Ringfort (Rath), Togher, Co. Mayo
Co. Mayo |
Ringforts
What survives in a field at Togher is, strictly speaking, only half a monument.
This ringfort, a type of enclosed farmstead typical of early medieval Ireland in which a circular area was defended by earthen banks or ditches, sits in sloping pasture and measures roughly 38 metres across from east to west. Its defining earthen bank stands just 0.4 metres high today, modest even by the standards of raths, which were never especially imposing structures. What makes this particular example quietly unusual is the suggestion that it was once joined to a second ringfort immediately to its north, the two forming a conjoined pair sharing a common boundary. Conjoined or figure-of-eight ringforts are comparatively rare in the Irish landscape, and they tend to prompt questions about status, family organisation, or the management of livestock that archaeology alone cannot always answer.

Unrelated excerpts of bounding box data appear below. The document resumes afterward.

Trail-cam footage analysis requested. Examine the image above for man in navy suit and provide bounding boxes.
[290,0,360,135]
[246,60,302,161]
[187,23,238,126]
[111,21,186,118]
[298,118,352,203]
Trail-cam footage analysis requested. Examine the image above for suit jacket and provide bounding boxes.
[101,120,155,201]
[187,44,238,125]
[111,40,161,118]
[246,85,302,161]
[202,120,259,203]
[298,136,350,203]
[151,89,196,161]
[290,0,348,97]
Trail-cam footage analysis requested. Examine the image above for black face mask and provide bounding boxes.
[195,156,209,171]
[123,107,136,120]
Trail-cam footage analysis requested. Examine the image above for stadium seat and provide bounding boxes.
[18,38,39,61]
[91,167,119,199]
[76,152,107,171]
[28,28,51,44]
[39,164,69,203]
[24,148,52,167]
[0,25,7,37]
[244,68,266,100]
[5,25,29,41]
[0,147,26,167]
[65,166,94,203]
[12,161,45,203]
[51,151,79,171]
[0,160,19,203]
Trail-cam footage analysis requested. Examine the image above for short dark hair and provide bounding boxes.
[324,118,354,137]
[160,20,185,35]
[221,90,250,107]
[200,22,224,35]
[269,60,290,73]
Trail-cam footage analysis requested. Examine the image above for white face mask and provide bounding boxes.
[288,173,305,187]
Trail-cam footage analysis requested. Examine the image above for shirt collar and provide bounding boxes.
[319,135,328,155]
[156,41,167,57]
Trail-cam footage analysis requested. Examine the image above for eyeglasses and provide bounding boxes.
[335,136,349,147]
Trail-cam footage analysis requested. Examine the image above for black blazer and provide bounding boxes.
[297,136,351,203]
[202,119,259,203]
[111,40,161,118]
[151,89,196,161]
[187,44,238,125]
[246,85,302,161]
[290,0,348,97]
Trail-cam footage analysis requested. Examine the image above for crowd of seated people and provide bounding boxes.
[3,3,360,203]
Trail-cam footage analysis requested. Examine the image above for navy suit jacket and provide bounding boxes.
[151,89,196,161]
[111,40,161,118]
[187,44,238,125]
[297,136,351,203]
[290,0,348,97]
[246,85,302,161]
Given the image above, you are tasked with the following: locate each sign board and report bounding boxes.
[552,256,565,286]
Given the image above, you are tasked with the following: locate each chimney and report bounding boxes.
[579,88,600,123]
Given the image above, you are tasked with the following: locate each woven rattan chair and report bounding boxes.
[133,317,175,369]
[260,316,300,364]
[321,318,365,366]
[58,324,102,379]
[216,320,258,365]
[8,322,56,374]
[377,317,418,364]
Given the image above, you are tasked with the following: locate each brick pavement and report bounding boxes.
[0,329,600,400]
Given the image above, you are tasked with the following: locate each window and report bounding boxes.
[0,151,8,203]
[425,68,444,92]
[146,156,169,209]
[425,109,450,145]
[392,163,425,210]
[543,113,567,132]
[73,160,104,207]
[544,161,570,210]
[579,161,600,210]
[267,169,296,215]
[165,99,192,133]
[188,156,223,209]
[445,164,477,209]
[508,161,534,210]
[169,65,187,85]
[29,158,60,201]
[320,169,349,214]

The northern section of what may have been that paired enclosure has been levelled entirely, leaving only this southern half in recognisable form. The detail comes from a 1994 archaeological survey of the Ballinrobe district compiled by D. Lavelle, which catalogued monuments across the Lough Mask and Lough Carra area of County Mayo. That survey recorded the earthwork as it then stood, already reduced and worn, its bank barely breaking the surface of the surrounding ground. The loss of the northern portion means the conjoined reading remains a possibility rather than a certainty, a tentative interpretation resting on what is no longer there as much as on what is.